There were limitations due to the absence of manual annotations of insects, which made it impossible to develop models for the detection and classification of insects trained with all available images.
The detection associated with the yellow sticky card and the subsequent training of AI models was performed in the first phase. In this phase, optimal results were obtained using YOLOv5s, and it was possible to perform the detection of yellow stick cards in all data sets.

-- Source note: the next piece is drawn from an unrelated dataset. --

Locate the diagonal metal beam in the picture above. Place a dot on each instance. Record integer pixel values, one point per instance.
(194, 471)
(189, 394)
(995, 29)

The second phase was dependent on the first, as it was supposed to use the bounding box associated with the detection performed of the yellow sticky card in order to improve the accuracy of the detections of the insects in the traps. At this stage, a problem that this paper contributed to solving was faced: how does one perform the splits on the yellow sticky card bounding box image in a way that maximizes the quality of the model while not causing insects to be lost during the process of splitting and reconstructing the bounding boxes on the original image? The approach that ended up generally having the best results was OSS, where the tiles were the same sizes and overlapped, with 94.2% of precision in the test set with the YOLOv5x model. It can be concluded that the presented approach and the YOLOv5 models have potential in the detection of insects in insect traps scattered in an agricultural field.
It is possible to develop an insect detection model with the need for human supervision at times since the number and location of bounding boxes may be inaccurate. However, these errors are never in substantial quantities and can end up mostly suppressed when associating the number of detections performed in an image to a group. This association has advantages at the time of the data treatment and analysis.